Basketball Players Make More Shots When They Think About Death
Here are two things you might not think to put together: basketball and contemplating the human condition.
But put them together is exactly what researchers from University of Arizona did in a paper called He Dies, He Shoots: Evidence That Reminders of Death Motivate Improved Performance in Basketball.
In a series of studies, the psychologists had people play one-on-one basketball games or take shots on their own. Some of the participants were primed to think about death before heading onto the court.
When all the games were played and the shots taken, it turned out that the people who had been subtly reminded of their mortality performed better than those who had blissfully forgotten that life is finite. Specifically, the players who were thinking about death did better in the one-on-one games and made more shots in the shooting task.
The upshot, then (so to speak), is that thinking about death apparently motivated basketball players to bring their A games.
The authors have some ideas about why this could be. Previous work has suggested that thinking about death makes people strive to increase their self-esteem. According to the pleasantly named “Terror Management Theory,” people who are reminded of their mortality seek to improve their self-esteem because high self-esteem counteracts some of the anxiety associated with staring into the void.
In the case of the basketball players, being reminded of death made them try to raise their self-esteem by performing their best on the court, or so the theory goes. And the players who made more shots in the shooting task did report higher self-esteem as a result. Whatever the reason, though, one thing seems clear from the study: in some contexts, remembering our own mortality can motivate us to step up our game.

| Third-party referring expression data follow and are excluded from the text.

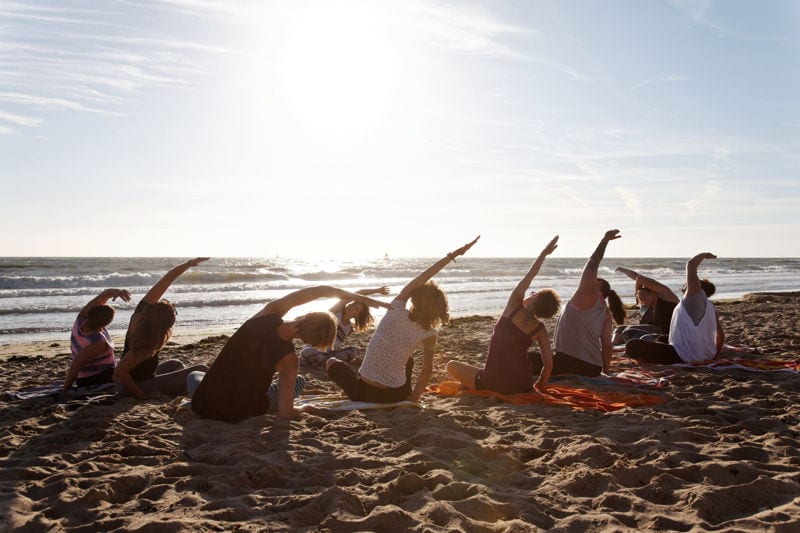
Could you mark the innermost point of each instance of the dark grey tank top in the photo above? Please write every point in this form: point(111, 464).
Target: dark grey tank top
point(578, 332)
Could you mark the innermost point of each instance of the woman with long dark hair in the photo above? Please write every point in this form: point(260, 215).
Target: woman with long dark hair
point(583, 331)
point(139, 372)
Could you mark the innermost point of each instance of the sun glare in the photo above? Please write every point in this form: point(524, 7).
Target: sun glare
point(337, 70)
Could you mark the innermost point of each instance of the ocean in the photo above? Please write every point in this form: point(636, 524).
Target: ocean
point(39, 297)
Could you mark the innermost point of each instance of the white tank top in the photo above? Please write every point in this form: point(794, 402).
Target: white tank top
point(391, 346)
point(694, 343)
point(578, 332)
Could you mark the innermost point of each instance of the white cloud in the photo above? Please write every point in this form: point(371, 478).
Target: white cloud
point(19, 119)
point(631, 200)
point(666, 79)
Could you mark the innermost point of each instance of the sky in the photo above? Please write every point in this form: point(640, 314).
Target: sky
point(345, 129)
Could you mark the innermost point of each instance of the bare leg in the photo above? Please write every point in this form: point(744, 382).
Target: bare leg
point(463, 372)
point(174, 383)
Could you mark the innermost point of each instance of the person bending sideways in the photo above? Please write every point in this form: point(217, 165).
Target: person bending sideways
point(695, 334)
point(239, 383)
point(93, 360)
point(139, 373)
point(509, 367)
point(656, 304)
point(583, 330)
point(385, 373)
point(346, 312)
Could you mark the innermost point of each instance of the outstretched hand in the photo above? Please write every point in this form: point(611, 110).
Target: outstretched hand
point(463, 249)
point(701, 256)
point(551, 246)
point(122, 294)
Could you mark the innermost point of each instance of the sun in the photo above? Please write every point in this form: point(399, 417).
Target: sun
point(337, 69)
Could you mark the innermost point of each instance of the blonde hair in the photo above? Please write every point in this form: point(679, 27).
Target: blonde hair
point(153, 327)
point(429, 306)
point(317, 329)
point(545, 304)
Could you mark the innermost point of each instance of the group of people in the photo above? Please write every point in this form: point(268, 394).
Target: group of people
point(239, 382)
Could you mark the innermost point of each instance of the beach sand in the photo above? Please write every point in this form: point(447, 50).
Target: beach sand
point(721, 454)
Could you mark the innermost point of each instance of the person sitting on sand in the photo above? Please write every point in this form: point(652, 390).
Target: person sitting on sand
point(346, 312)
point(139, 373)
point(656, 303)
point(695, 334)
point(508, 369)
point(583, 330)
point(92, 349)
point(385, 373)
point(239, 383)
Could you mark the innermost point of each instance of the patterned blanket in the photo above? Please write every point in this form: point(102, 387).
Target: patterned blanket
point(574, 397)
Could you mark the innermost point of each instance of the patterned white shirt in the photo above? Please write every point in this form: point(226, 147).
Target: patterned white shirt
point(391, 346)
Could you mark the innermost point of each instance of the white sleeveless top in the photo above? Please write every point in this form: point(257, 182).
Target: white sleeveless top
point(391, 346)
point(695, 343)
point(578, 332)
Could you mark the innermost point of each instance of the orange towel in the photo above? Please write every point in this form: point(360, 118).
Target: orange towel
point(558, 395)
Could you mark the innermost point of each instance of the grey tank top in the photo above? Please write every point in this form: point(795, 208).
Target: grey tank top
point(578, 332)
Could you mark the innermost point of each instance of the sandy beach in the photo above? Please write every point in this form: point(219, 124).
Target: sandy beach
point(721, 454)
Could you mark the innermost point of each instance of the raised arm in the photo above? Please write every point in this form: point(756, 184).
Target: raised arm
point(586, 294)
point(663, 292)
point(518, 294)
point(692, 279)
point(432, 270)
point(281, 306)
point(158, 290)
point(105, 296)
point(340, 305)
point(428, 349)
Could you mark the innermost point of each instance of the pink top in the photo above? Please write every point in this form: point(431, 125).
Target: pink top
point(78, 341)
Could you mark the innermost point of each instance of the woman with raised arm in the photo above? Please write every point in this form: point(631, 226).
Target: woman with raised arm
point(583, 330)
point(385, 373)
point(346, 312)
point(139, 373)
point(656, 303)
point(508, 368)
point(239, 383)
point(92, 349)
point(695, 334)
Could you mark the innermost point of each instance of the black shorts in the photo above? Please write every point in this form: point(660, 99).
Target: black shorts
point(565, 364)
point(358, 390)
point(104, 376)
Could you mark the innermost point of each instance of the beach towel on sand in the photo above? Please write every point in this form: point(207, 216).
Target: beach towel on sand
point(636, 379)
point(557, 395)
point(342, 403)
point(748, 364)
point(333, 403)
point(54, 389)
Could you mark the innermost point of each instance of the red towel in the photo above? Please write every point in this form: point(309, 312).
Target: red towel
point(558, 395)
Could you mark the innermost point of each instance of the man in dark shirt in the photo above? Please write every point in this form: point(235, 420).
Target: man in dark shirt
point(656, 304)
point(236, 385)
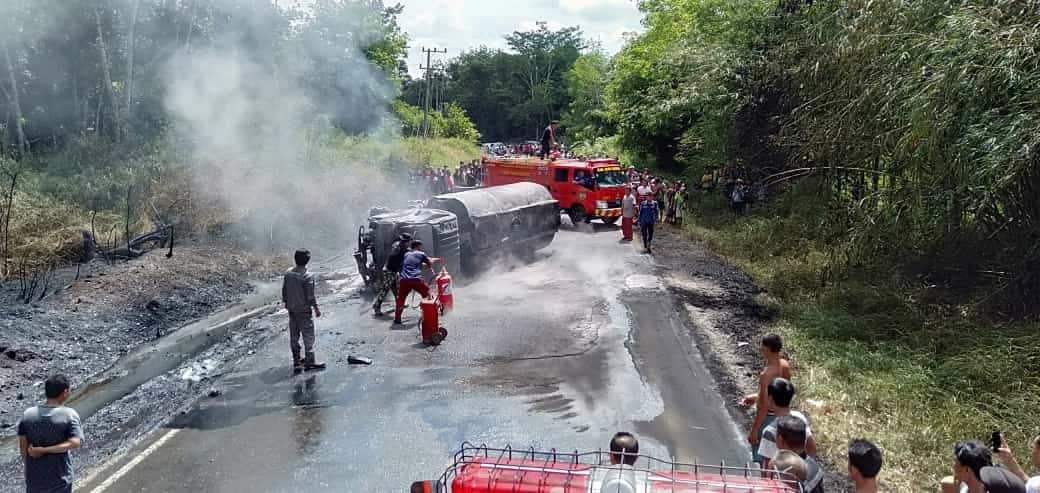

Still, thinking about death isn’t all sunshine and rainbows. Besides bringing out our athletic prowess, contemplating our inevitable demise can have other effects too — including, quite logically, making us anxious. For example, one study found that thinking about mortality exacerbates people’s phobic and compulsive behaviors.
So we can probably all agree on this: thinking about death too much isn’t a good thing. But being reminded that our lives are finite from time to time can focus our actions and motivate us to strive for our best — on the basketball court and off the court in daily life.